Au moment où le Québec fait face à de nouveaux défis, le gouvernement doit permettre à l’Université McGill de continuer à promouvoir l’innovation dans les domaines d’avenir et à favoriser l’attrait des meilleurs talents, quelle que soit leur origine.
Il faut donner au Québec les moyens de ses ambitions. De notre point de vue, cela passe également par une plus grande confiance en la culture du Québec, et en sa richesse et sa vitalité. Les universités québécoises, tant francophones qu’anglophones, sont un vecteur de notre culture. Elles permettent à des milliers d’étudiants de tous les horizons de la découvrir, de s’en imprégner, puis de la partager tout au long de leur vie, et ce, partout où ils se trouvent.
Limiter l’accès aux études supérieures en exigeant des droits de scolarité trop élevés plutôt que d’accueillir, de franciser et d’intégrer les d’étudiants hors Québec à notre main-d’oeuvre est un non-sens. Cela ne ferait que freiner l’essor de notre économie et empêcherait notre culture de s’épanouir, tant à l’intérieur qu’à l’extérieur de nos frontières.

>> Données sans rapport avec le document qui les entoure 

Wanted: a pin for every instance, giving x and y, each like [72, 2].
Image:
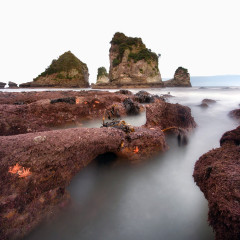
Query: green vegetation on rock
[65, 63]
[140, 52]
[183, 69]
[144, 54]
[102, 72]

Nous recommandons donc au gouvernement du Québec de reporter toute décision le temps d’étudier en profondeur la question des droits de scolarité, afin de s’assurer que ces derniers sont concurrentiels par rapport à ceux des autres universités canadiennes. L’avenir du Québec en dépend. L’économie et la prospérité du Québec dépendent de la contribution unique de chaque université.